The Ford Taunus G93A is a small family car produced by Ford of Germany between 1939 and 1942 in succession to the Ford Eifel. In 1948 the car reappeared as the Ford Taunus G73A, and the G73A remained in production until 1952. This was the first (and until the 1970s the last) Ford Taunus to feature a fastback shape: in this application the rather severe slopes enforced by squeezing North-American style fast-back styling onto a relatively short wheelbase was not universally admired: the car became known as the „Buckeltaunus” (Hunchback Taunus).

Ford Taunus G93A (1939–1942)

In 1938 Ford Cologne began to manufacture a mid-size car intended to slot into the range between the little Ford Eifel and the company’s big V8 models. Although the structure of the car did not follow the revolutionary monocoque structure heralded by the Opel Olympia, the Taunus did have its body welded to the chassis rather than having the two elements simply bolted together.

The body

Stylistically the new car followed the 1930s fashion for streamlining, but with a North American flavour inspired by the Lincoln-Zephyr of the time. The bodyshell was supplied from the Berlin plant of pressed steel experts, Ambi Budd. Like the Eifel, the Ford Taunus came with rigid axles, but with the innovation of hydraulic brakes.

The engine

The Taunus was designed to take a 45 PS (33 kW; 44 hp) 1.5-litre side-valve engine developed from the 1.2-litre unit used in the Eifel. However, in March 1939 the government, anticipating war, introduced restrictions whereby Ford were permitted to produce only a single standardised engine in the class of cars covered by engine sizes between 1.2 and 2.0 litres, and so the Taunus used the smaller 1,172 cc engine, carried over from the Eifel model. This was essentially the same unit that Ford would fit in the Ford Taunus P1 (and, at their Dagenham plant the Ford Anglia) until 1959.

In the 1939 Ford Taunus the car’s 1,172 cc unit delivered a claimed 34 PS (25 kW; 34 hp), married up to a three-speed transmission controlled with a centrally mounted lever.

The war

The German auto industry did not undergo the same very rapid switch-over to war production as that experienced in Britain, but passenger car production in Germany was nevertheless restricted by government policy, and there was never more than a single prototype to represent the company’s original intention to offer a cabriolet version of the Taunus G93A. The pre-war car was produced only as a two-door saloon/sedan with rear-hinged doors.

As the war continued, Ford became increasingly important as a producer of light trucks to support the war effort, and in February 1942 passenger car production came to an end at the Ford plant. By this time 7,092 Taunus G93As had been produced.

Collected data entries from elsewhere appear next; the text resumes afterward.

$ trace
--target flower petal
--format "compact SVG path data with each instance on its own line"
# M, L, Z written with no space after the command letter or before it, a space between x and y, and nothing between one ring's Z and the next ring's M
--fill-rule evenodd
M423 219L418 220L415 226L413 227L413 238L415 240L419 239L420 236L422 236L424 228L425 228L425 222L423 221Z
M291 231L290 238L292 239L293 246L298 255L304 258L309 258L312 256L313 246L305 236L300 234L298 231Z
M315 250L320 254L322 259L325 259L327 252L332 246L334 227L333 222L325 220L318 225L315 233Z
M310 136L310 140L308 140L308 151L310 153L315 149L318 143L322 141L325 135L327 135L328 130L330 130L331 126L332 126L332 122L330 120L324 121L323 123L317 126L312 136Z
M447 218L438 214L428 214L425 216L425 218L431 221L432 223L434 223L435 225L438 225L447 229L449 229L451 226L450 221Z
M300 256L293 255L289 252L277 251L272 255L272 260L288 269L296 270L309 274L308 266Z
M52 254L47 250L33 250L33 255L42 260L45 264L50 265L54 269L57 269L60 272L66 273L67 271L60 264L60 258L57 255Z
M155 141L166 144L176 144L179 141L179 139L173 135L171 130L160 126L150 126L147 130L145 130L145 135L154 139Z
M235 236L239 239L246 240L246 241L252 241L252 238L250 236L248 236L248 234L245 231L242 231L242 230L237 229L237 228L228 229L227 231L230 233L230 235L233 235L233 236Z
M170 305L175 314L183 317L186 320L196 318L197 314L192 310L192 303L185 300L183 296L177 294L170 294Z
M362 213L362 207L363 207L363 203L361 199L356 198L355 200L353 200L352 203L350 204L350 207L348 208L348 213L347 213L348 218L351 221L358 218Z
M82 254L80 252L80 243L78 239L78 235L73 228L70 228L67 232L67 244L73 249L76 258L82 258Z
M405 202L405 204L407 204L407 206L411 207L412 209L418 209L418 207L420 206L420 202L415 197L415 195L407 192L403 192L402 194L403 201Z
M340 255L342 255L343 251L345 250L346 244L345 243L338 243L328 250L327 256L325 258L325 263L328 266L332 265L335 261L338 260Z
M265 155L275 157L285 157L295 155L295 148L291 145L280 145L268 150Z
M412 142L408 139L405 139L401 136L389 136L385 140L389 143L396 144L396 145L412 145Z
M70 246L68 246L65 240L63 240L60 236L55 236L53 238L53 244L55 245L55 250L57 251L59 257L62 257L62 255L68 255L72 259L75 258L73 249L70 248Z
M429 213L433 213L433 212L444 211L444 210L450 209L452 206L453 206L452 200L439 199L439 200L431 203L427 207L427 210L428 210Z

Ford Taunus G73A (1948–1952)

After the war, with other German auto-plants destroyed by bombing or crated up and shipped to the Soviet Union, the priority for the occupying powers at Ford’s plant was for the continued production of light trucks. However, even in 1946 various detailed improvements had been built into the prewar Taunus design. Two years later, in May 1948, the new Ford Taunus G73A was exhibited at the Hanover Export Fair.

The tooling for the pressed-steel bodywork had during the war remained in Berlin with the US owned body builders Ambi Budd, and after lengthy negotiations with the Soviet military authorities was eventually released. Due to lack of available space at Ford’s Cologne plant, production of the first 1948 cars was subcontracted to Volkswagen in Wolfsburg and Karmann in Osnabrück, but in November 1948 the entire production process was taken in house by Ford. At this stage, as in 1942, only a single body style was available. The 1948 Ford Taunus was a small fast-back saloon with two rear hinged doors, and available only in “night shadow grey”, presumably reflecting paint availability in the aftermath of war.

Broadening the range

In 1949 Ford added a Taunus version with body panels fitted only as far back as the A-pillars, and several alternative body shapes became available, added by traditional coach-builders such as and Karmann of Osnabrück, Drauz of Heilbronn and Plasswilm in Cologne. Coach-built Ford Taunus versions include two- and four-seater cabriolets with two doors, a special four-door cabriolet for use by police forces, small three-door station wagons and even four-door taxis.

Upgrades in 1950 and 1951

In May 1950 Ford introduced the Taunus Special, which featured a four-speed gear change controlled with a column-mounted lever. Externally the “Special” made extensive use of chrome, notably on an enlarged front grill and on the bumpers. The rear window was enlarged and flashing-light direction indicators replaced semaphore-style flippers.

January 1951 saw the introduced of a Taunus de Luxe, with a one-piece windscreen and many extras.


Technically the Taunus G73A was little changed from the 1939 G93A, retaining the familiar 1,172 cc side-valve engine. With gasoline/petrol availability in Europe restricted to low-octane fuels, the 34 PS (25 kW; 34 hp) maximum power output was also unchanged, supporting a claimed top speed of 105 km/h (65 mph). It was not possible to adjust valve clearances and engines typically lasted for 80,000 km (50,000 mi).

Until 1950 all the cars came with a three-speed transmission incorporating synchromesh on the top two ratios. The gear boxes were prone to problems, especially regarding the second gear, and in order to rebuild the gearbox it was necessary first to remove the engine or, better still, the back axle.

Rigid axles front and back were suspended using leaf springs. The back axle was a swing axle. The drive shaft was enclosed in a steel tube and featured only a single universal joint, positioned just behind the gearbox. The rear wheel bearings were positioned directly on the rear axle. The overall rear axle assembly seems to have been unusually simple, but the resulting stresses gave rise to a shortened axle life.

The hydraulically operated simplex brakes were operated via a single circuit, which was not unusual at the time. The handbrake cable was prone to rust.

The 6-volt electrical system was normal for small cars of the time, as was the requirement for an oil change every 1,500 km (roughly 1,000 miles) and a larger inspection every 4,500 km (very roughly 3,000 miles).


In January 1952 the successor model, Ford’s ponton format Taunus P1 went on sale, although availability of the old G73A model continued until the Autumn: by this time 76,590 had been produced.